The mid-term critique of the ongoing studio work took place in the form of a guided bike tour through Paljassaare (in collaboration with Contemporary Art students). The event was called “Peninsula Productions Presents: Paths of Desire”,  and it reflected on the production of speculative narratives and perception of Paljassaare as a city hinterland, as a wasteland, a dreamland, and an impromptu reflection space. While presenting individual projects all across the peninsula, two of us were capturing the event on film, providing a meta-lense over our own narrative curation. Can we tell a story of Paljassaare without using it as a canvas for our own production processes?

The end of the first part of the studio was marked by the three-day field trip “Estonia Diagonal”, designed and put together by studio tutors Andra and Keiti. While driving to the far east of Estonia towards the Russian border in Narva, then south to Valga and back up north, meeting shrinking cities along the way, the studio reflected on the extent to which Tallinn is a catalyst of the growing “hinterlandisation” of rural Estonia. Considering the theories learned throughout the studio process, we looked at the dichotomy of urban and rural in the Estonian context whilst also taking global perspectives into account.

The second part of the studio was dedicated to individual projects, designed to take place in situ in Paljassaare in December. While digging deeper into our individual interests and discovering applicable philosophical ideas and urban research methods along the way, Paljassaare once again was the focus and grounding for the final projects of this studio. Having been urged to engage in close contact with the site and theories, we were asked to create projects to be tested and applied on-site in Paljassaare.

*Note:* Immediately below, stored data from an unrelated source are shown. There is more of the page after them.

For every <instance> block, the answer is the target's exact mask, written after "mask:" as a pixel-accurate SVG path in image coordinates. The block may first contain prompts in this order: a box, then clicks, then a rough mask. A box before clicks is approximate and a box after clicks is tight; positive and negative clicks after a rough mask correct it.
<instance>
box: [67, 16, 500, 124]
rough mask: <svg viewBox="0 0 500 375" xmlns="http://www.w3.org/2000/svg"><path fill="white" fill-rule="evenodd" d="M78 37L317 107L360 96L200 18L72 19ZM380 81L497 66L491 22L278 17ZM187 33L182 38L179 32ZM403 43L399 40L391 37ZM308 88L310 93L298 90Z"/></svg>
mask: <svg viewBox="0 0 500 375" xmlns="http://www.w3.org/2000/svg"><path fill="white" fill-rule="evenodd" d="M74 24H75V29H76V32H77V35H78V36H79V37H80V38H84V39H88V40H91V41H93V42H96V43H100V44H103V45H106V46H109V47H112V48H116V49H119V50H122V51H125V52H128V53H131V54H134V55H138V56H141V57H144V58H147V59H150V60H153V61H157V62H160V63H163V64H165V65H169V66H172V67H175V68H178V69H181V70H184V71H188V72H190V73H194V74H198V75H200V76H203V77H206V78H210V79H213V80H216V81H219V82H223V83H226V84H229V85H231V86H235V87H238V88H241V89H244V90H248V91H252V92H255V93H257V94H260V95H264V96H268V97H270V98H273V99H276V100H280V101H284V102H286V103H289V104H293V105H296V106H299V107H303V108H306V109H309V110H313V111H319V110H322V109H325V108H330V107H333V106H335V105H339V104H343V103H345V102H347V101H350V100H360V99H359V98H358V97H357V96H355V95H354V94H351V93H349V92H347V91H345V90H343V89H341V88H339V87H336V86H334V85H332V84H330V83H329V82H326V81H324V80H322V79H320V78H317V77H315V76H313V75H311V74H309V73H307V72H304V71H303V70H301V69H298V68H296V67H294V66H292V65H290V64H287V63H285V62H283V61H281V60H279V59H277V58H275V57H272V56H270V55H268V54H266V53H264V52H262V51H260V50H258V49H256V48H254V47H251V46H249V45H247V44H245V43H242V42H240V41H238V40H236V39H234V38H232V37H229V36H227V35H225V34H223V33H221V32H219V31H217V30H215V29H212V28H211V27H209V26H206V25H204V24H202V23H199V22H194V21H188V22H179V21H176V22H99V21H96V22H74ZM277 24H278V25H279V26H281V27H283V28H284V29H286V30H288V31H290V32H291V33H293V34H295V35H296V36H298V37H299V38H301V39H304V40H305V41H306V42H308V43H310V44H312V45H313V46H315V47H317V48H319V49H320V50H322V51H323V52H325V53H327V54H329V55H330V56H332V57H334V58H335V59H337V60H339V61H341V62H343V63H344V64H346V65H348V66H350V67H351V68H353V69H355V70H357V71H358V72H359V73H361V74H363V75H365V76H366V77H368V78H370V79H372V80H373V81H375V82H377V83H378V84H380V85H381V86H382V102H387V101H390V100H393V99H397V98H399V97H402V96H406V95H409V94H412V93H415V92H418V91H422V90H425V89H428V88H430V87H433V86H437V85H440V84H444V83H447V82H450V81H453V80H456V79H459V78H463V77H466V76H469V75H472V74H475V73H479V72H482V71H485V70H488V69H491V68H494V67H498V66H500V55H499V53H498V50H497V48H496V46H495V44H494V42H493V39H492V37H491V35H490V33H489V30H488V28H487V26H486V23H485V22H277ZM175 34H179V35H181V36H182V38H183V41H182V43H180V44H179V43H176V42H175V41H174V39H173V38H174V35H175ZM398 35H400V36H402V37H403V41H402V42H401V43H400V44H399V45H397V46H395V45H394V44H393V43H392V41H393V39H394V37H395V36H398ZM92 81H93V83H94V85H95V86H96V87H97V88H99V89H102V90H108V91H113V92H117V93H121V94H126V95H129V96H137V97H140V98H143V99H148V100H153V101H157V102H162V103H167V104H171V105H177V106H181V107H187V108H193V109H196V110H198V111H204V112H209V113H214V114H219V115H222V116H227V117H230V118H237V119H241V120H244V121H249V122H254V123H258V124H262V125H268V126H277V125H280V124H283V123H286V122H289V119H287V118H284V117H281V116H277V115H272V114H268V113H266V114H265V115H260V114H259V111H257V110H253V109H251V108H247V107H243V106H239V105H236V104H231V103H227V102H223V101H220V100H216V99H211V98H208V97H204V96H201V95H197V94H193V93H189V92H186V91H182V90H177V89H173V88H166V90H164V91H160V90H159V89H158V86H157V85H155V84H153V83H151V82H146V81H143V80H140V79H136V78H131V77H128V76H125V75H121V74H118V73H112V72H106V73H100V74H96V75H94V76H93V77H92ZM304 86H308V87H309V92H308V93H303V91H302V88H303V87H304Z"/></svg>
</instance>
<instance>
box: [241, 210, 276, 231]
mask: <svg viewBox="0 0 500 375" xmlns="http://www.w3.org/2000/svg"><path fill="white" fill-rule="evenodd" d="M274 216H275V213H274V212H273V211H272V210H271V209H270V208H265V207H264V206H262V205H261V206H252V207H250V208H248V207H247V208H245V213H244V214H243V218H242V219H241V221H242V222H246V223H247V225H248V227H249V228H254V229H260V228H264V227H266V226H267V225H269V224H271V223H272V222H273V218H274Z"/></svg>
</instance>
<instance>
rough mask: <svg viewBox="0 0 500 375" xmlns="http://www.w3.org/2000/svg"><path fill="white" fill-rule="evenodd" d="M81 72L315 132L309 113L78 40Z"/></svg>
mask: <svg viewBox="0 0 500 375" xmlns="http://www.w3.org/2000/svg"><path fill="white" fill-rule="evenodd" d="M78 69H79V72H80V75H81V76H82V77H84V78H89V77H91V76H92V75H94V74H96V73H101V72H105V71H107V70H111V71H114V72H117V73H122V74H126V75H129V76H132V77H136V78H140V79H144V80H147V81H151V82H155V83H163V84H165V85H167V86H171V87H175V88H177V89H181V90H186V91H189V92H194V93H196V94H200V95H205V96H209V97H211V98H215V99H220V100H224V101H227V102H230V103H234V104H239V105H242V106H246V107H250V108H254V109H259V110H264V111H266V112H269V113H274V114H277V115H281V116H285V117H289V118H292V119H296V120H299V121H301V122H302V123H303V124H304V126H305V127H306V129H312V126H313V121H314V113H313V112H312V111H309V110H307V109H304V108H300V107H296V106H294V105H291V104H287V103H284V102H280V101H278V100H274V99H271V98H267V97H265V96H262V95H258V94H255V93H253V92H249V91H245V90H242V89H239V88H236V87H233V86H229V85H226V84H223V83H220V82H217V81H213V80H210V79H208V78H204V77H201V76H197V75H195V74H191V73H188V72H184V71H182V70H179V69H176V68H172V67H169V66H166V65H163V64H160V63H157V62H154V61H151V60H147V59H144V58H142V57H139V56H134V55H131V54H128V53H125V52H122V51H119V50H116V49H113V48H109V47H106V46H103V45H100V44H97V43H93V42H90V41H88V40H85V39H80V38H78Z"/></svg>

The final event, held on December 18,  2021, was an exhibition-expedition of 21 000 steps all across Paljassaare, offering glimpses into each of the ten individual projects created during the second part of Urbanisation Studio 2021. Under the title “Paljassaare time capsules: hiding, making, stalking, digging, hopping, skipping, crawling, barking, hawking, hoping, expecting, lingering, sludging, metabolizing, digesting, dismantling, defending, demolishing, augmenting, building, intending, archiving, recreating … (etc never-ending)”, we presented the time capsules opened and scratched upon, brand new, and long forgotten.  A close encounter with the projects can be experienced here.


A special and heartfelt thanks to our studio tutors Andra Aaloe and Keiti Kljavin for the digging tools provided along the way, your persistent encouragement and enthusiasm, your endurance during our long-long-green-green, sometimes wet and windy bike rides and walking expeditions, and never-ending ideas for our own individual time capsules. Thank you for accompanying us on our long and winding desire paths of Paljassaare.